Ready your wits as a rollicking action-packed caper, The Gentlemen hits the cinemas this month, where everyone seems to be friends and fiends battling for the highest seat of power.
From writer-director Guy Ritchie comes a star-studded, sophisticated action comedy that follows American expat Mickey Pearson (Matthew McConaughey), who has built a highly profitable marijuana empire in London. When word gets out that he’s looking to cash out of the business, a host of colorful, if entirely illegitimate figures scheme, bribe and blackmail their way to try and steal Mickey’s domain out from under him.

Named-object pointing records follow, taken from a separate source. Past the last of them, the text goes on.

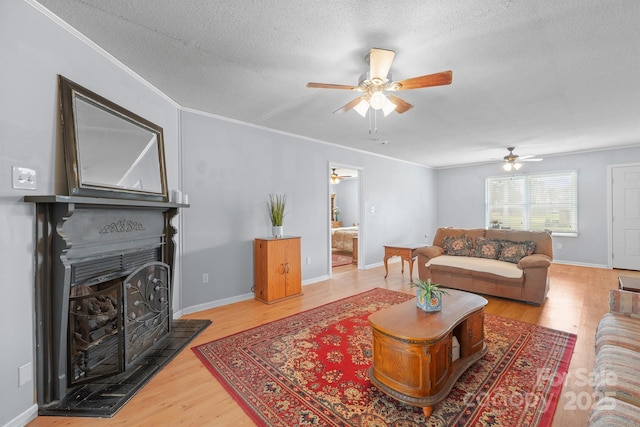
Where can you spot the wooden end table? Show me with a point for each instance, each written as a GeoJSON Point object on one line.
{"type": "Point", "coordinates": [407, 252]}
{"type": "Point", "coordinates": [412, 349]}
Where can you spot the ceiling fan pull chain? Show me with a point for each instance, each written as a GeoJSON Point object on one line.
{"type": "Point", "coordinates": [373, 122]}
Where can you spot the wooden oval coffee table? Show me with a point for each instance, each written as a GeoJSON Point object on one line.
{"type": "Point", "coordinates": [412, 349]}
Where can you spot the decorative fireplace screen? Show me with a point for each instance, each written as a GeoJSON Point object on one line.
{"type": "Point", "coordinates": [113, 323]}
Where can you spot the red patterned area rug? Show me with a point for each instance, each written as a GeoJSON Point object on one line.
{"type": "Point", "coordinates": [310, 369]}
{"type": "Point", "coordinates": [338, 260]}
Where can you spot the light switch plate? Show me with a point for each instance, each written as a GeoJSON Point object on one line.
{"type": "Point", "coordinates": [24, 178]}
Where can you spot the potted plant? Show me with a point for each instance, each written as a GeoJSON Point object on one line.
{"type": "Point", "coordinates": [428, 295]}
{"type": "Point", "coordinates": [275, 207]}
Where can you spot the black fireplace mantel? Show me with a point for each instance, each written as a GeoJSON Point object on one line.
{"type": "Point", "coordinates": [79, 239]}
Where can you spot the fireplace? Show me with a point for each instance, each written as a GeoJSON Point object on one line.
{"type": "Point", "coordinates": [103, 289]}
{"type": "Point", "coordinates": [114, 322]}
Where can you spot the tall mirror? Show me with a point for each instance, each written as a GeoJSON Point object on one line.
{"type": "Point", "coordinates": [110, 151]}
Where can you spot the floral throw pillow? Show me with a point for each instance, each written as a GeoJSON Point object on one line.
{"type": "Point", "coordinates": [515, 251]}
{"type": "Point", "coordinates": [487, 248]}
{"type": "Point", "coordinates": [459, 246]}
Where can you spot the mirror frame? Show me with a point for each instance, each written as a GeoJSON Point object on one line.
{"type": "Point", "coordinates": [68, 91]}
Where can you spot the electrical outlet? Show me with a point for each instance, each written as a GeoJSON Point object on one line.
{"type": "Point", "coordinates": [23, 178]}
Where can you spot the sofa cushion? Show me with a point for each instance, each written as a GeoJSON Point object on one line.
{"type": "Point", "coordinates": [617, 374]}
{"type": "Point", "coordinates": [459, 246]}
{"type": "Point", "coordinates": [487, 248]}
{"type": "Point", "coordinates": [485, 265]}
{"type": "Point", "coordinates": [515, 251]}
{"type": "Point", "coordinates": [616, 329]}
{"type": "Point", "coordinates": [542, 239]}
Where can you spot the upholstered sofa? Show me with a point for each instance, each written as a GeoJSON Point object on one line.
{"type": "Point", "coordinates": [617, 365]}
{"type": "Point", "coordinates": [504, 263]}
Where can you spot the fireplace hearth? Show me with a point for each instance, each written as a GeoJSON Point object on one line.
{"type": "Point", "coordinates": [104, 301]}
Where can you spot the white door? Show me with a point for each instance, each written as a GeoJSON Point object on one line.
{"type": "Point", "coordinates": [626, 217]}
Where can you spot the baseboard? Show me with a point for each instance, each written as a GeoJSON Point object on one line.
{"type": "Point", "coordinates": [24, 418]}
{"type": "Point", "coordinates": [580, 264]}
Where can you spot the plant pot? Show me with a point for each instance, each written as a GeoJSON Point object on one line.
{"type": "Point", "coordinates": [429, 302]}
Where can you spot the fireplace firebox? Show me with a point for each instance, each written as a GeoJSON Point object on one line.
{"type": "Point", "coordinates": [103, 288]}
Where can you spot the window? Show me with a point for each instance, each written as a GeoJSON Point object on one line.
{"type": "Point", "coordinates": [545, 201]}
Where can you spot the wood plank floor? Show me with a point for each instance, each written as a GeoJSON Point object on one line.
{"type": "Point", "coordinates": [186, 394]}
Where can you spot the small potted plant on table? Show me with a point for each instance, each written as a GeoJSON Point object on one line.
{"type": "Point", "coordinates": [428, 295]}
{"type": "Point", "coordinates": [275, 206]}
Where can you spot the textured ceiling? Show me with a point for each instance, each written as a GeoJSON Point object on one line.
{"type": "Point", "coordinates": [545, 76]}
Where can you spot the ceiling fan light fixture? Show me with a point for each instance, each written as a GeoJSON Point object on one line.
{"type": "Point", "coordinates": [378, 100]}
{"type": "Point", "coordinates": [362, 107]}
{"type": "Point", "coordinates": [388, 107]}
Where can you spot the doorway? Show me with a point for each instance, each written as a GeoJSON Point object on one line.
{"type": "Point", "coordinates": [625, 217]}
{"type": "Point", "coordinates": [345, 236]}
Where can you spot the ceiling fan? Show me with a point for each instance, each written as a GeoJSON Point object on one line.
{"type": "Point", "coordinates": [376, 84]}
{"type": "Point", "coordinates": [512, 161]}
{"type": "Point", "coordinates": [335, 178]}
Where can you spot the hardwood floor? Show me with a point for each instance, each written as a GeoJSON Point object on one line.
{"type": "Point", "coordinates": [185, 393]}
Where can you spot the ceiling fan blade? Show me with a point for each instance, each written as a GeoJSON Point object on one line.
{"type": "Point", "coordinates": [349, 105]}
{"type": "Point", "coordinates": [437, 79]}
{"type": "Point", "coordinates": [331, 86]}
{"type": "Point", "coordinates": [401, 104]}
{"type": "Point", "coordinates": [380, 63]}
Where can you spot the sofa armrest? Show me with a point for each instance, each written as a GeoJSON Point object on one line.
{"type": "Point", "coordinates": [534, 261]}
{"type": "Point", "coordinates": [430, 252]}
{"type": "Point", "coordinates": [626, 303]}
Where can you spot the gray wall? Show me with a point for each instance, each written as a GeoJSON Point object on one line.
{"type": "Point", "coordinates": [461, 199]}
{"type": "Point", "coordinates": [230, 168]}
{"type": "Point", "coordinates": [34, 50]}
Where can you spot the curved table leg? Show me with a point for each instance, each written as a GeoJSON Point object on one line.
{"type": "Point", "coordinates": [386, 267]}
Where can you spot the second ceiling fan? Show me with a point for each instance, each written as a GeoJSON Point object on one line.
{"type": "Point", "coordinates": [376, 84]}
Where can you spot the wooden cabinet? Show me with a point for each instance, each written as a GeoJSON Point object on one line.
{"type": "Point", "coordinates": [277, 268]}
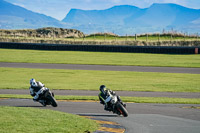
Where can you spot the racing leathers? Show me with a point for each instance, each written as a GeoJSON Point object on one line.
{"type": "Point", "coordinates": [103, 97]}
{"type": "Point", "coordinates": [36, 89]}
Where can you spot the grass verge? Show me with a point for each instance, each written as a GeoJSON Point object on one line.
{"type": "Point", "coordinates": [99, 58]}
{"type": "Point", "coordinates": [18, 78]}
{"type": "Point", "coordinates": [163, 100]}
{"type": "Point", "coordinates": [23, 120]}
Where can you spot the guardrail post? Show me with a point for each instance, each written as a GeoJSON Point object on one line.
{"type": "Point", "coordinates": [196, 50]}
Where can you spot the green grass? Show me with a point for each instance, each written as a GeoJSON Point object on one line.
{"type": "Point", "coordinates": [18, 78]}
{"type": "Point", "coordinates": [163, 100]}
{"type": "Point", "coordinates": [113, 38]}
{"type": "Point", "coordinates": [99, 58]}
{"type": "Point", "coordinates": [30, 120]}
{"type": "Point", "coordinates": [139, 38]}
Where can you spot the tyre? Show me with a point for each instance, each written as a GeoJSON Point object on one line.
{"type": "Point", "coordinates": [122, 109]}
{"type": "Point", "coordinates": [53, 101]}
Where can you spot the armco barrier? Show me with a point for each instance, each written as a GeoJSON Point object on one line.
{"type": "Point", "coordinates": [103, 48]}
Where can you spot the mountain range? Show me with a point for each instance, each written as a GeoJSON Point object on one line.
{"type": "Point", "coordinates": [122, 19]}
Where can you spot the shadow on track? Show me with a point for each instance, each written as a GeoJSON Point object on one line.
{"type": "Point", "coordinates": [98, 115]}
{"type": "Point", "coordinates": [37, 106]}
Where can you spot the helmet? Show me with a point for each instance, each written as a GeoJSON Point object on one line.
{"type": "Point", "coordinates": [32, 81]}
{"type": "Point", "coordinates": [102, 88]}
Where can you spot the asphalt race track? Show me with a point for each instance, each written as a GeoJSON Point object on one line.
{"type": "Point", "coordinates": [102, 67]}
{"type": "Point", "coordinates": [143, 117]}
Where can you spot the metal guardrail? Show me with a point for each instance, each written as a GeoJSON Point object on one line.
{"type": "Point", "coordinates": [103, 48]}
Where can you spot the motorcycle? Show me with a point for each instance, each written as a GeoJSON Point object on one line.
{"type": "Point", "coordinates": [115, 105]}
{"type": "Point", "coordinates": [48, 98]}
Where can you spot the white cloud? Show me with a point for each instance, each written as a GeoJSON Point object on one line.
{"type": "Point", "coordinates": [59, 8]}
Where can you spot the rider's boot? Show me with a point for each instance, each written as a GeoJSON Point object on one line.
{"type": "Point", "coordinates": [42, 102]}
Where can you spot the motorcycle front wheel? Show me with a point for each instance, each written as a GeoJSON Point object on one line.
{"type": "Point", "coordinates": [53, 101]}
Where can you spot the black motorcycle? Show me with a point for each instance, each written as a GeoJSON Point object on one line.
{"type": "Point", "coordinates": [48, 98]}
{"type": "Point", "coordinates": [115, 105]}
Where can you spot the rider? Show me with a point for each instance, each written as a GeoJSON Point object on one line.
{"type": "Point", "coordinates": [103, 97]}
{"type": "Point", "coordinates": [36, 89]}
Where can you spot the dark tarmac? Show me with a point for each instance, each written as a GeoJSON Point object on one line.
{"type": "Point", "coordinates": [102, 67]}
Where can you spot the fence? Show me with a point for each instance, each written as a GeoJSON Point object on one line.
{"type": "Point", "coordinates": [103, 48]}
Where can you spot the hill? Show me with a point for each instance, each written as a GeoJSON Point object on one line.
{"type": "Point", "coordinates": [126, 19]}
{"type": "Point", "coordinates": [16, 17]}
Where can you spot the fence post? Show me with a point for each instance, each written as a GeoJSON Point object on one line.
{"type": "Point", "coordinates": [171, 37]}
{"type": "Point", "coordinates": [196, 50]}
{"type": "Point", "coordinates": [135, 37]}
{"type": "Point", "coordinates": [146, 37]}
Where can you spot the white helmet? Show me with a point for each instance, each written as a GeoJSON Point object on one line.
{"type": "Point", "coordinates": [32, 81]}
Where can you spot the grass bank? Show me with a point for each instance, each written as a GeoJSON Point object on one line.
{"type": "Point", "coordinates": [163, 100]}
{"type": "Point", "coordinates": [99, 58]}
{"type": "Point", "coordinates": [18, 78]}
{"type": "Point", "coordinates": [23, 120]}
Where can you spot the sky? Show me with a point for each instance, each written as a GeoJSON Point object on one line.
{"type": "Point", "coordinates": [59, 8]}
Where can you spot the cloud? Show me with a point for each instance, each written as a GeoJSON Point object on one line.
{"type": "Point", "coordinates": [59, 8]}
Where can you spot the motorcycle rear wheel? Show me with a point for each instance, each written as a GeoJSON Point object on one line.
{"type": "Point", "coordinates": [122, 110]}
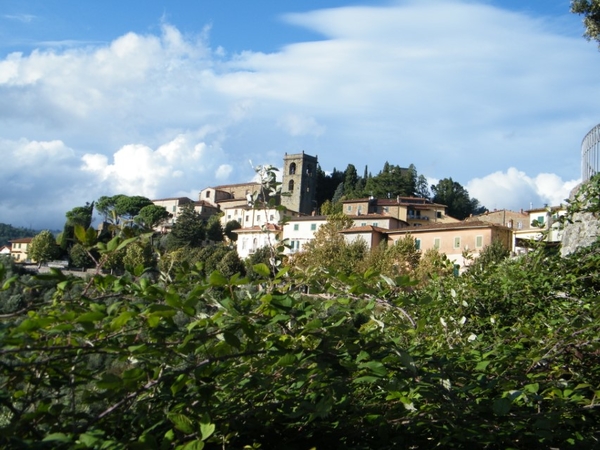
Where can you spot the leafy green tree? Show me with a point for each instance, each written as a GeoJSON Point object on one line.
{"type": "Point", "coordinates": [8, 233]}
{"type": "Point", "coordinates": [392, 181]}
{"type": "Point", "coordinates": [151, 216]}
{"type": "Point", "coordinates": [590, 10]}
{"type": "Point", "coordinates": [139, 254]}
{"type": "Point", "coordinates": [422, 187]}
{"type": "Point", "coordinates": [401, 258]}
{"type": "Point", "coordinates": [504, 359]}
{"type": "Point", "coordinates": [189, 230]}
{"type": "Point", "coordinates": [80, 215]}
{"type": "Point", "coordinates": [329, 250]}
{"type": "Point", "coordinates": [43, 248]}
{"type": "Point", "coordinates": [79, 257]}
{"type": "Point", "coordinates": [230, 227]}
{"type": "Point", "coordinates": [456, 198]}
{"type": "Point", "coordinates": [491, 255]}
{"type": "Point", "coordinates": [214, 230]}
{"type": "Point", "coordinates": [350, 182]}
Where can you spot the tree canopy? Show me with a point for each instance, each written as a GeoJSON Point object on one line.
{"type": "Point", "coordinates": [456, 198]}
{"type": "Point", "coordinates": [590, 10]}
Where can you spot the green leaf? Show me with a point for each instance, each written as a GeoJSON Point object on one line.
{"type": "Point", "coordinates": [232, 339]}
{"type": "Point", "coordinates": [262, 269]}
{"type": "Point", "coordinates": [122, 319]}
{"type": "Point", "coordinates": [207, 429]}
{"type": "Point", "coordinates": [193, 445]}
{"type": "Point", "coordinates": [58, 437]}
{"type": "Point", "coordinates": [217, 279]}
{"type": "Point", "coordinates": [181, 422]}
{"type": "Point", "coordinates": [501, 406]}
{"type": "Point", "coordinates": [90, 317]}
{"type": "Point", "coordinates": [287, 360]}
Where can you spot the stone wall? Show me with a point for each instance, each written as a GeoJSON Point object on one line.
{"type": "Point", "coordinates": [583, 232]}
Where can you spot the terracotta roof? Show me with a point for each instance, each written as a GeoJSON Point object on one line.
{"type": "Point", "coordinates": [181, 199]}
{"type": "Point", "coordinates": [20, 241]}
{"type": "Point", "coordinates": [363, 229]}
{"type": "Point", "coordinates": [225, 186]}
{"type": "Point", "coordinates": [308, 219]}
{"type": "Point", "coordinates": [447, 226]}
{"type": "Point", "coordinates": [255, 228]}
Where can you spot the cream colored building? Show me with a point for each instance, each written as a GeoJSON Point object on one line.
{"type": "Point", "coordinates": [175, 205]}
{"type": "Point", "coordinates": [549, 228]}
{"type": "Point", "coordinates": [251, 239]}
{"type": "Point", "coordinates": [415, 211]}
{"type": "Point", "coordinates": [19, 249]}
{"type": "Point", "coordinates": [455, 240]}
{"type": "Point", "coordinates": [298, 231]}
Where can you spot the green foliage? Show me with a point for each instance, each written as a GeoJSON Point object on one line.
{"type": "Point", "coordinates": [505, 358]}
{"type": "Point", "coordinates": [329, 250]}
{"type": "Point", "coordinates": [590, 10]}
{"type": "Point", "coordinates": [230, 227]}
{"type": "Point", "coordinates": [80, 258]}
{"type": "Point", "coordinates": [188, 231]}
{"type": "Point", "coordinates": [43, 248]}
{"type": "Point", "coordinates": [392, 181]}
{"type": "Point", "coordinates": [8, 232]}
{"type": "Point", "coordinates": [456, 198]}
{"type": "Point", "coordinates": [151, 216]}
{"type": "Point", "coordinates": [491, 255]}
{"type": "Point", "coordinates": [214, 230]}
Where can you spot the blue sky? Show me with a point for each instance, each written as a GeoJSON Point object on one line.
{"type": "Point", "coordinates": [164, 98]}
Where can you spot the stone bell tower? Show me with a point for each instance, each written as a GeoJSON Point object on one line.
{"type": "Point", "coordinates": [299, 182]}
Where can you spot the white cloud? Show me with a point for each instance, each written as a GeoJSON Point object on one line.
{"type": "Point", "coordinates": [298, 125]}
{"type": "Point", "coordinates": [516, 190]}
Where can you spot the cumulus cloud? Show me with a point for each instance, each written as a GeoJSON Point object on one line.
{"type": "Point", "coordinates": [460, 89]}
{"type": "Point", "coordinates": [516, 190]}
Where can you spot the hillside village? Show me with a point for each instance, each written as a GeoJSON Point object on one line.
{"type": "Point", "coordinates": [375, 220]}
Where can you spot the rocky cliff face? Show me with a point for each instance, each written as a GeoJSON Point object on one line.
{"type": "Point", "coordinates": [583, 232]}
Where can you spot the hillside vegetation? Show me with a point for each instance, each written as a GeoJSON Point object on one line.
{"type": "Point", "coordinates": [505, 355]}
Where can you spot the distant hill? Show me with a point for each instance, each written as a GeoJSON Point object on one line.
{"type": "Point", "coordinates": [8, 232]}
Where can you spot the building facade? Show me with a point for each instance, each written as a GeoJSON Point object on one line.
{"type": "Point", "coordinates": [299, 183]}
{"type": "Point", "coordinates": [590, 154]}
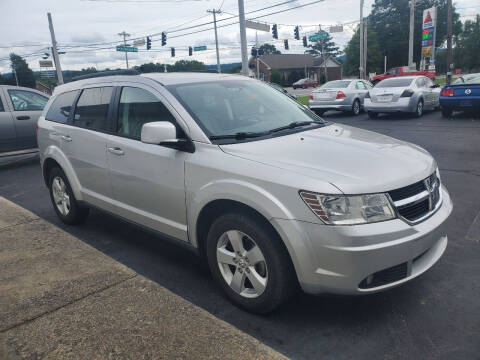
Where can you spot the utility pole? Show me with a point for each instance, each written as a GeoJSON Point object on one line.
{"type": "Point", "coordinates": [54, 50]}
{"type": "Point", "coordinates": [125, 35]}
{"type": "Point", "coordinates": [412, 29]}
{"type": "Point", "coordinates": [243, 37]}
{"type": "Point", "coordinates": [449, 41]}
{"type": "Point", "coordinates": [214, 12]}
{"type": "Point", "coordinates": [361, 68]}
{"type": "Point", "coordinates": [365, 47]}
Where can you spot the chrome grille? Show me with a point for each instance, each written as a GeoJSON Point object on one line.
{"type": "Point", "coordinates": [417, 201]}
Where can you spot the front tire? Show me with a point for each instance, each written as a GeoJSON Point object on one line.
{"type": "Point", "coordinates": [63, 199]}
{"type": "Point", "coordinates": [248, 261]}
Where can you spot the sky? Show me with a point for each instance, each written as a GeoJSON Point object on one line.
{"type": "Point", "coordinates": [82, 28]}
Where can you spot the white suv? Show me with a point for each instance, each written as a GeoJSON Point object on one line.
{"type": "Point", "coordinates": [269, 193]}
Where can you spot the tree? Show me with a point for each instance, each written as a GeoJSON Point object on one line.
{"type": "Point", "coordinates": [276, 77]}
{"type": "Point", "coordinates": [269, 49]}
{"type": "Point", "coordinates": [391, 21]}
{"type": "Point", "coordinates": [328, 45]}
{"type": "Point", "coordinates": [352, 54]}
{"type": "Point", "coordinates": [24, 73]}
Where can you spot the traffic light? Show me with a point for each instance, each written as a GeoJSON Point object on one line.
{"type": "Point", "coordinates": [164, 38]}
{"type": "Point", "coordinates": [275, 31]}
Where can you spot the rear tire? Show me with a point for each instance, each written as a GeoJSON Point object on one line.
{"type": "Point", "coordinates": [269, 266]}
{"type": "Point", "coordinates": [447, 112]}
{"type": "Point", "coordinates": [63, 199]}
{"type": "Point", "coordinates": [355, 107]}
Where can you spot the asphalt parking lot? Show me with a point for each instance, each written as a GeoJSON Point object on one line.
{"type": "Point", "coordinates": [435, 316]}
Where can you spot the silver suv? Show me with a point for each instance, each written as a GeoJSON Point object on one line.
{"type": "Point", "coordinates": [270, 194]}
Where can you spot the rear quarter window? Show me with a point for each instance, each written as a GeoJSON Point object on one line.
{"type": "Point", "coordinates": [60, 109]}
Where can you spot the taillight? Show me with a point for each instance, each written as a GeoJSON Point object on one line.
{"type": "Point", "coordinates": [407, 93]}
{"type": "Point", "coordinates": [447, 92]}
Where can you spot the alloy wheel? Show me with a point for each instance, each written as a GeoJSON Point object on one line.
{"type": "Point", "coordinates": [242, 264]}
{"type": "Point", "coordinates": [60, 195]}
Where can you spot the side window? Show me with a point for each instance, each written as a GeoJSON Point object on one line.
{"type": "Point", "coordinates": [61, 107]}
{"type": "Point", "coordinates": [137, 107]}
{"type": "Point", "coordinates": [23, 100]}
{"type": "Point", "coordinates": [361, 85]}
{"type": "Point", "coordinates": [92, 109]}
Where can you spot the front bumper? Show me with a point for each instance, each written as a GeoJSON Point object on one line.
{"type": "Point", "coordinates": [339, 259]}
{"type": "Point", "coordinates": [407, 104]}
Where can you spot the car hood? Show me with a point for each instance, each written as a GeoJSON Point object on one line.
{"type": "Point", "coordinates": [354, 160]}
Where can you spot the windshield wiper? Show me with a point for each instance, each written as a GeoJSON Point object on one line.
{"type": "Point", "coordinates": [293, 125]}
{"type": "Point", "coordinates": [239, 135]}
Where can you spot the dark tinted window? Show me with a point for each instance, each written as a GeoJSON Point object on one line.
{"type": "Point", "coordinates": [26, 100]}
{"type": "Point", "coordinates": [138, 107]}
{"type": "Point", "coordinates": [397, 82]}
{"type": "Point", "coordinates": [61, 107]}
{"type": "Point", "coordinates": [92, 109]}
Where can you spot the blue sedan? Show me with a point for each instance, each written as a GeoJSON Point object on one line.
{"type": "Point", "coordinates": [463, 94]}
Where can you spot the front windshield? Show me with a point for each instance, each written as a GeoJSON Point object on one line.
{"type": "Point", "coordinates": [230, 107]}
{"type": "Point", "coordinates": [338, 84]}
{"type": "Point", "coordinates": [398, 82]}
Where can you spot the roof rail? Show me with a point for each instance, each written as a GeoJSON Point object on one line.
{"type": "Point", "coordinates": [105, 73]}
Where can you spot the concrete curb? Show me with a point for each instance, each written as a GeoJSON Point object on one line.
{"type": "Point", "coordinates": [62, 299]}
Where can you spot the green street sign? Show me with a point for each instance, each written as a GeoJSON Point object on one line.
{"type": "Point", "coordinates": [318, 36]}
{"type": "Point", "coordinates": [127, 48]}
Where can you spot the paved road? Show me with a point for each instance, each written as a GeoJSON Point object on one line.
{"type": "Point", "coordinates": [436, 316]}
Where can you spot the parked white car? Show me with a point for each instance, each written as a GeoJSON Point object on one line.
{"type": "Point", "coordinates": [409, 94]}
{"type": "Point", "coordinates": [270, 194]}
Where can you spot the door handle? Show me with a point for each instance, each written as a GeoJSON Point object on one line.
{"type": "Point", "coordinates": [116, 151]}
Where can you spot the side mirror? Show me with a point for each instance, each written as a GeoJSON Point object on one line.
{"type": "Point", "coordinates": [158, 132]}
{"type": "Point", "coordinates": [164, 133]}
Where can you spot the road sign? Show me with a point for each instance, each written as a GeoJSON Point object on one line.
{"type": "Point", "coordinates": [46, 63]}
{"type": "Point", "coordinates": [318, 36]}
{"type": "Point", "coordinates": [336, 28]}
{"type": "Point", "coordinates": [257, 26]}
{"type": "Point", "coordinates": [127, 48]}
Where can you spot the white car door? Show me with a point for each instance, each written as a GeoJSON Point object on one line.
{"type": "Point", "coordinates": [148, 179]}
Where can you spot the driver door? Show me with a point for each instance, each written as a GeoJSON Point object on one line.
{"type": "Point", "coordinates": [148, 180]}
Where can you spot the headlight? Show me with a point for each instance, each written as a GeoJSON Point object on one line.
{"type": "Point", "coordinates": [349, 210]}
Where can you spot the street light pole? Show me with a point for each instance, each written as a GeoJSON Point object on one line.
{"type": "Point", "coordinates": [243, 37]}
{"type": "Point", "coordinates": [214, 12]}
{"type": "Point", "coordinates": [124, 34]}
{"type": "Point", "coordinates": [412, 27]}
{"type": "Point", "coordinates": [54, 50]}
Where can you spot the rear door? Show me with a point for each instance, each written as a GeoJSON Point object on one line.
{"type": "Point", "coordinates": [7, 127]}
{"type": "Point", "coordinates": [84, 142]}
{"type": "Point", "coordinates": [27, 106]}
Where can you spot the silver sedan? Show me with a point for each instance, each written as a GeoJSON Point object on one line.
{"type": "Point", "coordinates": [409, 94]}
{"type": "Point", "coordinates": [340, 95]}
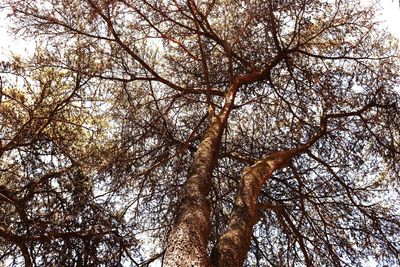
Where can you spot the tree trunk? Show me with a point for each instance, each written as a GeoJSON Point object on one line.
{"type": "Point", "coordinates": [187, 244]}
{"type": "Point", "coordinates": [233, 245]}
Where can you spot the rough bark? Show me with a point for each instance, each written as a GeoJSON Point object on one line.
{"type": "Point", "coordinates": [188, 241]}
{"type": "Point", "coordinates": [232, 247]}
{"type": "Point", "coordinates": [187, 244]}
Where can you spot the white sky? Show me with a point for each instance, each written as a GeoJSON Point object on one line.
{"type": "Point", "coordinates": [391, 16]}
{"type": "Point", "coordinates": [8, 45]}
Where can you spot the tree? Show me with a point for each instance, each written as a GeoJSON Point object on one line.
{"type": "Point", "coordinates": [263, 133]}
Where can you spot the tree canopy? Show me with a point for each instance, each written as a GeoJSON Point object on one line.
{"type": "Point", "coordinates": [200, 133]}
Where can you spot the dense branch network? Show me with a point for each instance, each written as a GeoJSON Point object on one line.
{"type": "Point", "coordinates": [210, 133]}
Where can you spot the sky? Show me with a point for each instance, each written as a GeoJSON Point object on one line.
{"type": "Point", "coordinates": [8, 44]}
{"type": "Point", "coordinates": [390, 15]}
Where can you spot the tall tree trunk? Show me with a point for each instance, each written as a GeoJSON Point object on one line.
{"type": "Point", "coordinates": [233, 245]}
{"type": "Point", "coordinates": [187, 243]}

The Gentlemen’s exciting power cast includes Charlie Hunnam, Henry Golding, Michelle Dockery, Jeremy Strong, with Colin Farrell, and Hugh Grant – all under the direction of master filmmaker Guy Ritchie, who returns to the genre and type of characters to which he gave an indelible and unique flavor in films such as Sherlock Holmes, Lock, Stock and Two Smoking Barrels, and Snatch.
Ritchie came up with the idea for the film almost a decade ago, rooting the film’s origins as a work entitled Toff Guys – a reference to the British slang for someone from an aristocratic background, who exudes an air of superiority.
“It all spoke to my interest in exploring the meeting of disparate polarities in the English and American class systems. The characters have reached an age where they are magnetically drawn to the finer things in life and have become gentrified in their rather ungentrified business. They are, at their core, hard-boiled and have worked their way up the urban ladder. Now, they’re caught between two worlds, one of which is aspirational. And the things they enjoy are now out of sync with the business they’re in,” he says of what drew him to the film’s ideas and themes.
The title The Gentlemen points to their aspirations, but as Ritchie admits, “There aren’t a lot of gentlemen in this equation.”
The Gentlemen opens January 29 in PH cinemas.